When contextualised data is applied using industrial analytics, we can then gain actionable insights that support better strategic and tactical decision making. Then, by applying industrial AI, domain expertise and Machine Learning (ML), one can develop true predictive and prescriptive analytics for optimisation that will directly drive better business outcomes.
These advances now allow us to bring greater value to a wider spectrum of roles, based on the same intelligence sources. This provides deep, cross-functional and actionable insights for key plant and enterprise decision-makers, including operations, maintenance, reliability, engineering, IT, digital, financial, capital planning, etc.
How industrial AI has evolved
Historically, OEMs provided models based on first principles, meaning basic physics, and they were deemed good enough for an isolated physical phenomenon or piece of equipment. Later, industrial automation providers and process owners extended that to predict and address behaviours through control system engineering and simulation modelling.
However, manufacturing and other industrial domains are complex and nonlinear by nature, making it impossible to use first-principle physics models. Simple ML models, while better, only serve to the extent for which the dataset has been trained, which doesn’t cover all conditions. This is where industrial AI comes in.
Large benefits become easier to harvest
The rewards of adopting industrial AI, on a large scale, can be significant, with some analysts, such as Accenture Research and Frontier Economics, predicting productivity gains as high as 40%. The consulting group McKinsey estimates that manufacturing digitalisation and industrial AI could boost EBITA by three to five points. McKinsey says IIoT-based process optimisation could lead to about 9% throughput increase and IIoT-based predictive maintenance can result in a 10-30% reduction in maintenance spend.

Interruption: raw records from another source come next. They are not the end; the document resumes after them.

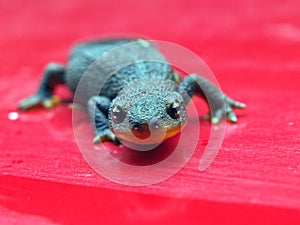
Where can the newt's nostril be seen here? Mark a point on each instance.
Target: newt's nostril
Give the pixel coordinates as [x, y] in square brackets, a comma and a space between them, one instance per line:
[141, 130]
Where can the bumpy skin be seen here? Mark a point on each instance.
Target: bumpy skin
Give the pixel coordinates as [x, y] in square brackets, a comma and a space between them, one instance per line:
[141, 99]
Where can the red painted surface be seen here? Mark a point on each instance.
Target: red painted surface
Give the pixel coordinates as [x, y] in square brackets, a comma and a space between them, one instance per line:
[252, 47]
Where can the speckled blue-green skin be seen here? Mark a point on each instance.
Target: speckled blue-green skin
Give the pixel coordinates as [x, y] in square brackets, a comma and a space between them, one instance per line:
[84, 55]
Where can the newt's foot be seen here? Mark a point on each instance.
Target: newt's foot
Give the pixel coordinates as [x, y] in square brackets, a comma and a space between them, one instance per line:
[106, 135]
[218, 115]
[38, 101]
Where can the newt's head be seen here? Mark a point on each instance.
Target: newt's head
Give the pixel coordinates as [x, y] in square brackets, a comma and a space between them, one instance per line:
[147, 112]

But it should be noted that these figures are based on making the new technologies work on a large scale in a plant or enterprise.

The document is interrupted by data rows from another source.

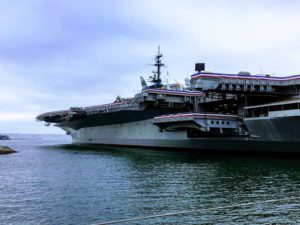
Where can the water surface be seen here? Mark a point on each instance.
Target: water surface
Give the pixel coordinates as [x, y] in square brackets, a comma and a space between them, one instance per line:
[50, 182]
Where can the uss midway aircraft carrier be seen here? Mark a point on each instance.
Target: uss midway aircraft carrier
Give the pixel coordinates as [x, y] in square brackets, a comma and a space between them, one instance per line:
[213, 111]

To reap such rewards, ideally, a comprehensive industrial AI suite should:
Seamlessly integrate data from heterogeneous source systems, treat the data for its quality and data integrity and extract its patterns through feature engineering models
Provide intuitive, user-friendly model development and training capabilities
Provide powerful predictive and simulation engines with pre-built and extensible optimisation models
Offer role-based visualisation
Integrate rapidly deployable analytics business value applications
AI = Higher ROI
The key takeaway here is that industrial AI has reached a stage where it can easily be adopted and be used to unlock new values. Especially for asset-heavy sectors, like process and energy industries, transportation and other industrial applications, this gives significant benefits in predictive analysis and optimisation of key assets and processes to boost overall ROI.
With industrial AI reaching a tipping point through new solutions, such as ABB’s industrial analytics and AI suite, automation is taking another leap towards enabling more autonomous operations. So, I would say that now is a good time for companies to start or accelerate their data utilisation journey with these new advanced solutions.